I have a Visual Studio .NET (Visual Basic) application with context sensitive help produced by Help & Manual 8.
I have been using the .CHM approach for many years, and everything has worked smoothly. Now I am trying to switch to the new improved eWriter approach.
I've almost got it working, but just need some help please.
In my Visual Studio project I have "HelpProviders" on most of my forms. I set each's "HelpNamespace" to the .CHM file produced by Help & Manual. My .chm is called IMapsHelp.chm. My HelpProviders are called HelpProviderIMaps.
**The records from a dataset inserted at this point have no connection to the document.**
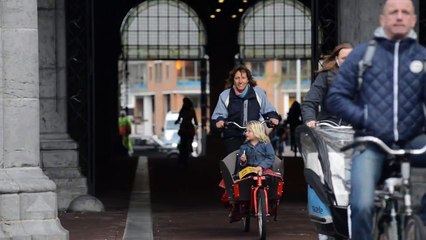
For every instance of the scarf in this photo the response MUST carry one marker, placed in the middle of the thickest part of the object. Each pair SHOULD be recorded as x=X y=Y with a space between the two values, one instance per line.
x=241 y=94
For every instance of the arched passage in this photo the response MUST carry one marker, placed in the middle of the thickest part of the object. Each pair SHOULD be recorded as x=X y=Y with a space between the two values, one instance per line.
x=275 y=41
x=162 y=61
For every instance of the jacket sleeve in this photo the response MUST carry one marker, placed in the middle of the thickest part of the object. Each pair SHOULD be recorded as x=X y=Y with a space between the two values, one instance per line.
x=314 y=97
x=341 y=95
x=266 y=108
x=220 y=112
x=268 y=162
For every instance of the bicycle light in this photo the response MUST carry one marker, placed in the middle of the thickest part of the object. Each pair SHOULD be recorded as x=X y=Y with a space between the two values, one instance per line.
x=236 y=191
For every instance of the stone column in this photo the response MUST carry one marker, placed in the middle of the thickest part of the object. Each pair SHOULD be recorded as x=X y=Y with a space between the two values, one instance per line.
x=28 y=206
x=59 y=154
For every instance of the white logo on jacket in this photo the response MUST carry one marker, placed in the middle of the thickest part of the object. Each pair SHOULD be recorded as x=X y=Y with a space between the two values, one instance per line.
x=416 y=66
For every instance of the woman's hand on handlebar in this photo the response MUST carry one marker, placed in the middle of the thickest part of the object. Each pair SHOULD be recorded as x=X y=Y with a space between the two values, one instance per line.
x=243 y=159
x=220 y=124
x=311 y=124
x=274 y=121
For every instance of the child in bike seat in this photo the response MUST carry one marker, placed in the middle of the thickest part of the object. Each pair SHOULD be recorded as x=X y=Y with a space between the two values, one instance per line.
x=257 y=150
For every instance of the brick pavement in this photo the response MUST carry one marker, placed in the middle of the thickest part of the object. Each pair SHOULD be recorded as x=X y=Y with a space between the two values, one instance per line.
x=114 y=190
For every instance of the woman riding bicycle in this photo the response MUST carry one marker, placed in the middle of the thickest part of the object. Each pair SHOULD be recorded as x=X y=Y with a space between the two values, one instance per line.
x=240 y=103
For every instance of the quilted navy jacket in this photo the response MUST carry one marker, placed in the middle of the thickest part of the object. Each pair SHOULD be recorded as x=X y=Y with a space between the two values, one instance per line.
x=389 y=104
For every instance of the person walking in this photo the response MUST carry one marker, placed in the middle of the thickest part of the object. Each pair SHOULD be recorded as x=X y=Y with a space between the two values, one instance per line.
x=386 y=102
x=188 y=122
x=241 y=102
x=294 y=119
x=125 y=129
x=314 y=107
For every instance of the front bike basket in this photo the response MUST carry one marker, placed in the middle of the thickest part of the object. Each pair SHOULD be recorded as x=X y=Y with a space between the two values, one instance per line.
x=326 y=172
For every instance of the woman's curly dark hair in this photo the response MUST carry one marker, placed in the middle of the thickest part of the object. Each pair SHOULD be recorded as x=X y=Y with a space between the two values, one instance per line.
x=242 y=69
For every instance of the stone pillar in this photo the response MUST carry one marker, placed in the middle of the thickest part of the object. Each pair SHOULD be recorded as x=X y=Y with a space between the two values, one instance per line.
x=28 y=206
x=59 y=154
x=357 y=22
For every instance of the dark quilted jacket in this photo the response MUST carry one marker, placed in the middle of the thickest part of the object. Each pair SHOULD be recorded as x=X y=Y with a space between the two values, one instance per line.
x=389 y=104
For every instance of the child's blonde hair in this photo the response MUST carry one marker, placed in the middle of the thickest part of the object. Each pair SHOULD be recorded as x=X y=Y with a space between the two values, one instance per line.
x=258 y=130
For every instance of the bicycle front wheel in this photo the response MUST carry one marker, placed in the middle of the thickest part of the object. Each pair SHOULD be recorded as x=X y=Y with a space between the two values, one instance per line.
x=261 y=213
x=414 y=228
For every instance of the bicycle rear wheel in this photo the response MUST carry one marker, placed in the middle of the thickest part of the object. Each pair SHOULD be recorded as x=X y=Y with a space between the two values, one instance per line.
x=261 y=213
x=414 y=228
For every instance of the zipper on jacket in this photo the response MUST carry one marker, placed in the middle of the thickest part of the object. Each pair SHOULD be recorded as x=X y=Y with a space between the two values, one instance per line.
x=395 y=91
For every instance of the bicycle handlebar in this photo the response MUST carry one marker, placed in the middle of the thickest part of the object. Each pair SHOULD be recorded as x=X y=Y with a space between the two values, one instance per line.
x=370 y=139
x=331 y=124
x=227 y=123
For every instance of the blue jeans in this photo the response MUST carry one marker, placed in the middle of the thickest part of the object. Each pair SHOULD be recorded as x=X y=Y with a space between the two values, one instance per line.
x=367 y=166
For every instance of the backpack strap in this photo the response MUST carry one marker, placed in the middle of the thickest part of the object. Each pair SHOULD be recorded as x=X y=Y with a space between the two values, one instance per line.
x=365 y=62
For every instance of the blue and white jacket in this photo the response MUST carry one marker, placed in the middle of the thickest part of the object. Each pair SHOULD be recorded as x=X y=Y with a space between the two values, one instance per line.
x=230 y=107
x=390 y=102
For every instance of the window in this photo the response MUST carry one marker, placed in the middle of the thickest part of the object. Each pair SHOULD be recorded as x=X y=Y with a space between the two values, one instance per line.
x=258 y=70
x=158 y=71
x=187 y=70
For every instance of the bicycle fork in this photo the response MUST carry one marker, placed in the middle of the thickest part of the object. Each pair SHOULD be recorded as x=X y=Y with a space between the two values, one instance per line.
x=391 y=184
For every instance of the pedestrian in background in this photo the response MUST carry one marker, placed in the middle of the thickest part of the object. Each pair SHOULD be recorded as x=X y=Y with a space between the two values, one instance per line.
x=314 y=107
x=125 y=129
x=188 y=122
x=294 y=119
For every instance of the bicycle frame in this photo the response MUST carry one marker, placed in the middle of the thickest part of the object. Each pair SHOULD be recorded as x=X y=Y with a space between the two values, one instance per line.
x=254 y=190
x=391 y=218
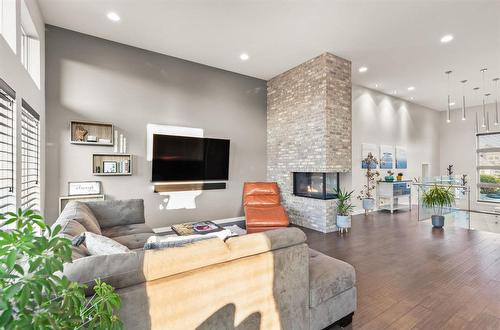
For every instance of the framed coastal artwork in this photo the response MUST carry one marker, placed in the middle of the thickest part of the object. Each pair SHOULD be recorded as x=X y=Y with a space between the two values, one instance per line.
x=386 y=157
x=401 y=158
x=367 y=148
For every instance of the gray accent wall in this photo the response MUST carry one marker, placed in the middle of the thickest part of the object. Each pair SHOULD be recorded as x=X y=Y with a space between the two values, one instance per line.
x=98 y=80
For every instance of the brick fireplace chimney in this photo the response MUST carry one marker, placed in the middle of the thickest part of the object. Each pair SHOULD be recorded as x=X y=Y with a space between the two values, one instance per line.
x=309 y=130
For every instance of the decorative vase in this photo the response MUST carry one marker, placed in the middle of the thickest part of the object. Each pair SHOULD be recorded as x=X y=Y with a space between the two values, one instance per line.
x=368 y=203
x=437 y=221
x=344 y=221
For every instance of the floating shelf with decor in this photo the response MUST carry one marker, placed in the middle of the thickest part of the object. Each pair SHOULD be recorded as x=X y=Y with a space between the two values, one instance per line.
x=112 y=164
x=91 y=133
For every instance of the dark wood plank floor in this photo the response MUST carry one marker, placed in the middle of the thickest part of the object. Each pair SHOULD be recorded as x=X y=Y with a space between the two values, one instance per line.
x=411 y=276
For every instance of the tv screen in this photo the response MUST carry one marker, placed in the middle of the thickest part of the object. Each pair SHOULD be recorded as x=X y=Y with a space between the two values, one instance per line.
x=182 y=158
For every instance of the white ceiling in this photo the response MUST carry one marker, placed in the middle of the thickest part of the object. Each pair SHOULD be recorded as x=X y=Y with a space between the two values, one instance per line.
x=398 y=40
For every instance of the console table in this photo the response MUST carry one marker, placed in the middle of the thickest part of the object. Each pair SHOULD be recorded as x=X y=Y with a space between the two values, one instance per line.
x=389 y=194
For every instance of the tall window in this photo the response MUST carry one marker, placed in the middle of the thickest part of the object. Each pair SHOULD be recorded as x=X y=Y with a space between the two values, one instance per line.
x=488 y=167
x=30 y=45
x=8 y=24
x=30 y=158
x=7 y=148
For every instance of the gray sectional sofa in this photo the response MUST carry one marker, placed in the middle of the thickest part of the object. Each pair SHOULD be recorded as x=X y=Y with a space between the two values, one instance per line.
x=269 y=280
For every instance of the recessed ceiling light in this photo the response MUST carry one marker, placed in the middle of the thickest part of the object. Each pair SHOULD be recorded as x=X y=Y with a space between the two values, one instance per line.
x=113 y=16
x=446 y=38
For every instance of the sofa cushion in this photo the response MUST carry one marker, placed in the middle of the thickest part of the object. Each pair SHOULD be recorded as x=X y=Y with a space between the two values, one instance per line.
x=133 y=241
x=328 y=277
x=70 y=229
x=166 y=262
x=118 y=212
x=100 y=245
x=81 y=213
x=266 y=216
x=124 y=230
x=119 y=270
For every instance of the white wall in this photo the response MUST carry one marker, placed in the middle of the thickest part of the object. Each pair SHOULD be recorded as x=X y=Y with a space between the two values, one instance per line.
x=458 y=147
x=382 y=119
x=14 y=74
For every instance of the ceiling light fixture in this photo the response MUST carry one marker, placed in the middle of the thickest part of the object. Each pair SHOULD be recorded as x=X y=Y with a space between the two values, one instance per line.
x=448 y=108
x=496 y=99
x=446 y=38
x=463 y=98
x=483 y=73
x=476 y=91
x=112 y=16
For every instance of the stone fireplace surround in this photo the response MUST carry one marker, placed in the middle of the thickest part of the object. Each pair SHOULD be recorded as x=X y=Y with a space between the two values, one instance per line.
x=309 y=130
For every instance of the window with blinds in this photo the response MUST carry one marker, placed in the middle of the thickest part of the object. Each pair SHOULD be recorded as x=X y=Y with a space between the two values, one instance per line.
x=488 y=167
x=30 y=158
x=7 y=148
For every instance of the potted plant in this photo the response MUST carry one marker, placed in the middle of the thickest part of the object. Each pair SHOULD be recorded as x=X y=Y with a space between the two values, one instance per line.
x=390 y=176
x=438 y=198
x=34 y=293
x=344 y=209
x=366 y=193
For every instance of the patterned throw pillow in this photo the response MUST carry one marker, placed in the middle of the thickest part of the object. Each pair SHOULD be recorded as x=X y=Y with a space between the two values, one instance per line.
x=99 y=245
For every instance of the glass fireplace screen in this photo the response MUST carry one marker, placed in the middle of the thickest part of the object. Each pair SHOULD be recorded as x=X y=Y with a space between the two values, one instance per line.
x=316 y=185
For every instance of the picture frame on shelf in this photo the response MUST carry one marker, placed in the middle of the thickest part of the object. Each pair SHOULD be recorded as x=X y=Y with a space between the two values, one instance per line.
x=109 y=166
x=83 y=188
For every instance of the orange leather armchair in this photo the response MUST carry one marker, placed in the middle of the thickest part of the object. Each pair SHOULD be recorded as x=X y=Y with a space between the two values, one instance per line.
x=263 y=210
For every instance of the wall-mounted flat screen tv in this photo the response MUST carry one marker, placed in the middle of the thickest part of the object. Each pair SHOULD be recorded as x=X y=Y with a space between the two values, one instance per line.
x=183 y=158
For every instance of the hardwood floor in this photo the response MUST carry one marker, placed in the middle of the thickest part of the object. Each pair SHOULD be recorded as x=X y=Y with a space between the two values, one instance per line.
x=411 y=276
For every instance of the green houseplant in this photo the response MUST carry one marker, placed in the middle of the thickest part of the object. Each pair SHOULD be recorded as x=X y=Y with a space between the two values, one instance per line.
x=33 y=292
x=437 y=198
x=366 y=193
x=344 y=209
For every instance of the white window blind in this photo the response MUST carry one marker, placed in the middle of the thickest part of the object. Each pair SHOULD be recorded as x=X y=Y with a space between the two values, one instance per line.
x=7 y=148
x=30 y=158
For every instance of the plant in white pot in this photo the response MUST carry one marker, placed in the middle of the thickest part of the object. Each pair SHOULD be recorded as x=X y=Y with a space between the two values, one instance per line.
x=438 y=198
x=344 y=209
x=366 y=194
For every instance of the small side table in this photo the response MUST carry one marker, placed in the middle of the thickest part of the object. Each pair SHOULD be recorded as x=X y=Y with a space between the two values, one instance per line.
x=389 y=194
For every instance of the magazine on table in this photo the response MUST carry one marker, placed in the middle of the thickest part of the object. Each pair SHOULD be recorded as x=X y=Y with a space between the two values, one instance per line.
x=193 y=228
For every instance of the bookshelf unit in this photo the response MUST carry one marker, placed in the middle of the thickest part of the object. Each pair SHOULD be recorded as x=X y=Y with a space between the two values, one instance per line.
x=99 y=130
x=116 y=164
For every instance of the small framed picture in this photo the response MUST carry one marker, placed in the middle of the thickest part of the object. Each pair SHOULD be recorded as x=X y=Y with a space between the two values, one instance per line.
x=81 y=188
x=109 y=166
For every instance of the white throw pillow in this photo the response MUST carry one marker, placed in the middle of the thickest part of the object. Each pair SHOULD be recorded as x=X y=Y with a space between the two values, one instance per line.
x=99 y=245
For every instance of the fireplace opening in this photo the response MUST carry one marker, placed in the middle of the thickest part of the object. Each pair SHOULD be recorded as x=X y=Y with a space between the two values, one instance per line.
x=316 y=184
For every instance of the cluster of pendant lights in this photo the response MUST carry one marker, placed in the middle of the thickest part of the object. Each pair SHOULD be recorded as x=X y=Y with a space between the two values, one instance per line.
x=486 y=116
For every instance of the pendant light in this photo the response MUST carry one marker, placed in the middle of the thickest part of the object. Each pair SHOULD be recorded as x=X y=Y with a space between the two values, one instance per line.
x=463 y=98
x=485 y=101
x=483 y=72
x=487 y=122
x=496 y=99
x=448 y=109
x=476 y=91
x=477 y=125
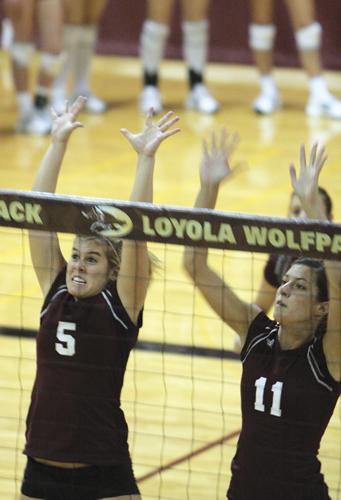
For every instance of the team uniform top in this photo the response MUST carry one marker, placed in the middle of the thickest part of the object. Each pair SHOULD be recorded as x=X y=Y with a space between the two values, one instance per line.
x=276 y=267
x=82 y=351
x=288 y=397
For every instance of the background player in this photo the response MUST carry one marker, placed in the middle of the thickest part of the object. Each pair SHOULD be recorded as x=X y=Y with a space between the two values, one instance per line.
x=33 y=112
x=308 y=33
x=80 y=31
x=154 y=35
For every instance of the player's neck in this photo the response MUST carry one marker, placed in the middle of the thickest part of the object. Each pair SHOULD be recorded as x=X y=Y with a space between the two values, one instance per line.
x=293 y=338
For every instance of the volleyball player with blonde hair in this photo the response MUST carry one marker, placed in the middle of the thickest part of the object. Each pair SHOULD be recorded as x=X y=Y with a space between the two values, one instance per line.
x=76 y=437
x=291 y=377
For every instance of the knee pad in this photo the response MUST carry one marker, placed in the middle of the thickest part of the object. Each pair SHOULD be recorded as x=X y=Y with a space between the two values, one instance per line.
x=262 y=36
x=195 y=43
x=152 y=44
x=309 y=37
x=88 y=34
x=50 y=63
x=21 y=53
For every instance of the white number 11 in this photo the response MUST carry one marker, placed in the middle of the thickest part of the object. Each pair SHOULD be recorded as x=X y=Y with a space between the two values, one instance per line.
x=276 y=398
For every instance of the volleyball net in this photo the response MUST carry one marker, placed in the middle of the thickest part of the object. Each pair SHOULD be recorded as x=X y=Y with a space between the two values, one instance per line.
x=181 y=393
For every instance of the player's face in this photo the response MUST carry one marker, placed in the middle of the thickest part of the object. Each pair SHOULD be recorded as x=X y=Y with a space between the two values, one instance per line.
x=296 y=298
x=88 y=269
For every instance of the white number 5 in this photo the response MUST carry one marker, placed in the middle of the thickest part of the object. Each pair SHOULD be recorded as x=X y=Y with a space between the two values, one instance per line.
x=67 y=344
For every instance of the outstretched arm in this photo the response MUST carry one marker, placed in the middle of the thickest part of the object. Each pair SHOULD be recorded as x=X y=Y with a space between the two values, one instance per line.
x=134 y=273
x=215 y=167
x=306 y=187
x=46 y=255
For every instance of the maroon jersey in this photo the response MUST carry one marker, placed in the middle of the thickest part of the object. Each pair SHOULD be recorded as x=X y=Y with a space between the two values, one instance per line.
x=82 y=351
x=287 y=398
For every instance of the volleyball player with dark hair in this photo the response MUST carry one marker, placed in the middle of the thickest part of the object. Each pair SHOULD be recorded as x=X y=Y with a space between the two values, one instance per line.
x=292 y=365
x=76 y=437
x=277 y=264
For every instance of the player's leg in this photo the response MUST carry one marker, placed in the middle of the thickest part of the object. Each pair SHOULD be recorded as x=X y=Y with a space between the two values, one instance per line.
x=308 y=34
x=49 y=21
x=153 y=38
x=21 y=52
x=262 y=32
x=11 y=10
x=88 y=32
x=195 y=29
x=81 y=18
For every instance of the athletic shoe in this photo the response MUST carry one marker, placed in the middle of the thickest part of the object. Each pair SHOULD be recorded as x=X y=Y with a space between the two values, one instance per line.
x=150 y=98
x=199 y=99
x=326 y=105
x=266 y=103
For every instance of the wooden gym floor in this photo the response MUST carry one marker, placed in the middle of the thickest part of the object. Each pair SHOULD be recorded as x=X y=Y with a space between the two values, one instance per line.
x=182 y=410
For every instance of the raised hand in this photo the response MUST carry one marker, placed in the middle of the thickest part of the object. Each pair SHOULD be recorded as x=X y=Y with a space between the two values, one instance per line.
x=305 y=184
x=215 y=164
x=147 y=142
x=64 y=123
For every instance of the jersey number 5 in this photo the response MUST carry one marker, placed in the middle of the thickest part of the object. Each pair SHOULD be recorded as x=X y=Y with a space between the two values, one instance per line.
x=276 y=398
x=67 y=343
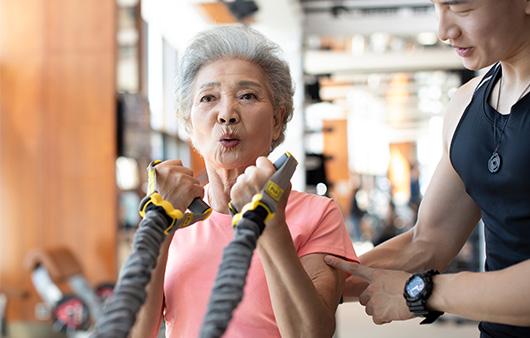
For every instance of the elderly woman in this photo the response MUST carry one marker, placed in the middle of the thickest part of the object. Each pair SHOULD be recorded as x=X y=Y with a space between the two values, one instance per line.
x=235 y=97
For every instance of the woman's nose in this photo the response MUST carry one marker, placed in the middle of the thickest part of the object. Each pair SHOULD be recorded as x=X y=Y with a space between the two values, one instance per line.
x=447 y=29
x=228 y=113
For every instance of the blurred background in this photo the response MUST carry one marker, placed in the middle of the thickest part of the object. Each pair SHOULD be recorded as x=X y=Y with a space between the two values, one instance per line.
x=86 y=102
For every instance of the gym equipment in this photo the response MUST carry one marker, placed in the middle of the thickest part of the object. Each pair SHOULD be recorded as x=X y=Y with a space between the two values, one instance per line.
x=231 y=277
x=74 y=313
x=160 y=219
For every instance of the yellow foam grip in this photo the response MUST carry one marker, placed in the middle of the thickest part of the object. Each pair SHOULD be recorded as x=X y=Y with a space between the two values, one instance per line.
x=173 y=213
x=256 y=201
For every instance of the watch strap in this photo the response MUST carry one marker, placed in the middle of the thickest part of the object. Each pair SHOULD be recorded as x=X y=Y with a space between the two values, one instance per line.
x=418 y=307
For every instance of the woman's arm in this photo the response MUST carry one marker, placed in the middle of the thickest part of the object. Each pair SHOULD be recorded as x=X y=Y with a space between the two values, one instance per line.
x=176 y=185
x=305 y=292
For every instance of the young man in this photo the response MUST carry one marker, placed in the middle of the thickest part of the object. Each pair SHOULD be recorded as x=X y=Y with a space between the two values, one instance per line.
x=482 y=174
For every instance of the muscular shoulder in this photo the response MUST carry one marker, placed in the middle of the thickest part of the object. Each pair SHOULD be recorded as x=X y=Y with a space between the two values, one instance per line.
x=456 y=107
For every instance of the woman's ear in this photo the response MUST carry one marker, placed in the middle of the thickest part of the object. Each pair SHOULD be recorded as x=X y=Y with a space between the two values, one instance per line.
x=278 y=122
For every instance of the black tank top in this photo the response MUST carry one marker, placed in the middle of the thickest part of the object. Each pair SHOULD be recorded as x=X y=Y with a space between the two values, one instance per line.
x=504 y=196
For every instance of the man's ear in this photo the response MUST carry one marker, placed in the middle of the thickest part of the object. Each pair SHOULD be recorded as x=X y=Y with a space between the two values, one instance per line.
x=278 y=122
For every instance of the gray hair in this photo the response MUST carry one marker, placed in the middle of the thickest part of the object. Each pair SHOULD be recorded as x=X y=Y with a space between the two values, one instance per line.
x=242 y=42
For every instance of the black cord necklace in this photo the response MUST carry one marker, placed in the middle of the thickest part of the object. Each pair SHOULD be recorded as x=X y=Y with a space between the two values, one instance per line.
x=494 y=163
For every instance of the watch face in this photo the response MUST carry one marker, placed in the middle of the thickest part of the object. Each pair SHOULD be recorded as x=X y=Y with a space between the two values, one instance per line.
x=415 y=286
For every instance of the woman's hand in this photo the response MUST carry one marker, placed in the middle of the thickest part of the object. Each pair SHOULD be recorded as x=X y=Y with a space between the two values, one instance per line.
x=251 y=182
x=176 y=184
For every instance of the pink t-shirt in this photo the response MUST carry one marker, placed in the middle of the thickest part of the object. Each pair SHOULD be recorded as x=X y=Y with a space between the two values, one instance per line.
x=316 y=226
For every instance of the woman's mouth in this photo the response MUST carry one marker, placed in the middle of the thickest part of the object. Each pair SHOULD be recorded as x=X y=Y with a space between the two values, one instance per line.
x=462 y=52
x=229 y=141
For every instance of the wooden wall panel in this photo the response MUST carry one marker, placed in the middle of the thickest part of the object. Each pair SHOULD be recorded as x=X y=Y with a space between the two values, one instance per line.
x=336 y=148
x=57 y=137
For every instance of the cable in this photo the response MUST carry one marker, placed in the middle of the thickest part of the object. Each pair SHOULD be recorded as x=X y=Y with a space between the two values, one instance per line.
x=129 y=293
x=227 y=291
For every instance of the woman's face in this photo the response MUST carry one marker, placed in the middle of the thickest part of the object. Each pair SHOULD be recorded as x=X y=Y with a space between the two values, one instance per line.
x=232 y=118
x=483 y=31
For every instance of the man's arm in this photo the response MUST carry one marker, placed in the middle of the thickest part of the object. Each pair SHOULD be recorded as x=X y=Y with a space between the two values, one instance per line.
x=501 y=296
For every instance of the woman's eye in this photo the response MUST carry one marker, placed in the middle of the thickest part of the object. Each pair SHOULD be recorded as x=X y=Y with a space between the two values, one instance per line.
x=207 y=98
x=248 y=96
x=459 y=9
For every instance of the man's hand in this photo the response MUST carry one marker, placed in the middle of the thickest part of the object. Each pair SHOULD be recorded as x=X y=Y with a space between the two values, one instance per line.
x=383 y=297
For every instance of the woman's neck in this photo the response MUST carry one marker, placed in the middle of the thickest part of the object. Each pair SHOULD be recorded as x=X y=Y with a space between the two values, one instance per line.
x=221 y=182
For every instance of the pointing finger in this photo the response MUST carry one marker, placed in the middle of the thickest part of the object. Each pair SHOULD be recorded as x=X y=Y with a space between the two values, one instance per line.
x=352 y=268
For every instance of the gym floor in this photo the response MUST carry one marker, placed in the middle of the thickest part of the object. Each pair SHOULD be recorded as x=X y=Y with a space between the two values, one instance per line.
x=353 y=322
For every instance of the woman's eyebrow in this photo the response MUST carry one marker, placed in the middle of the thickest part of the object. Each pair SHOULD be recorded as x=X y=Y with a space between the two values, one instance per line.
x=450 y=2
x=209 y=84
x=249 y=83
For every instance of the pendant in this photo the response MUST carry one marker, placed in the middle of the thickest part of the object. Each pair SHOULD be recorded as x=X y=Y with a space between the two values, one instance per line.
x=494 y=163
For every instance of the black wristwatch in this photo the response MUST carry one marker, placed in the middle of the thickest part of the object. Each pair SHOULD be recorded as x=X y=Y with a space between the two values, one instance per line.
x=417 y=290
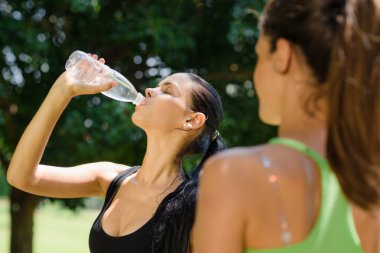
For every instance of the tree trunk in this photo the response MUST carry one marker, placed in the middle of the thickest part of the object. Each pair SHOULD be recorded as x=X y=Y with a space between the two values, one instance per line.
x=22 y=208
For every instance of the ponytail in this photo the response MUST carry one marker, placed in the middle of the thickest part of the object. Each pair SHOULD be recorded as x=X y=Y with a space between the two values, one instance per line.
x=353 y=143
x=175 y=215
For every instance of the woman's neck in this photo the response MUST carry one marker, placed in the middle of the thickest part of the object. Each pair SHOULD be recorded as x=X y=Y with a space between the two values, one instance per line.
x=161 y=164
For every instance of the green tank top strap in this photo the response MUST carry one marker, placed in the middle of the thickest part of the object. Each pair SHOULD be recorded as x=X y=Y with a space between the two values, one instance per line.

Then on my form I will set the HelpProviders settings to a topic in the .chm, as shown in attachment "Help Old.png". (The "HelpKeyword" is set to e.g. i_Securities.htm, where "i_Securities" is the TopicID of the relevant topic in my Help & Manual poject. The "HelpNavigator" is set to "Topic".)
This works.
Now, I have created a eWriter help file, iMapsHelp.ewriter, with the same content as the old .CHM. In my Visual Studio project I changed the "HelpNamespace" to refer to the ewriter file. I left the HelpKeyword and HelpNavigator as they were.
When I run the app, and open that form and push F1 nothing happens.
However if I change the "HelpNavigator" to either "Topic" or "TableOfContents" then the (correct) eWriter file does open and show, but it shows the first page of the ewriter "book", and does not open on the relevant topic.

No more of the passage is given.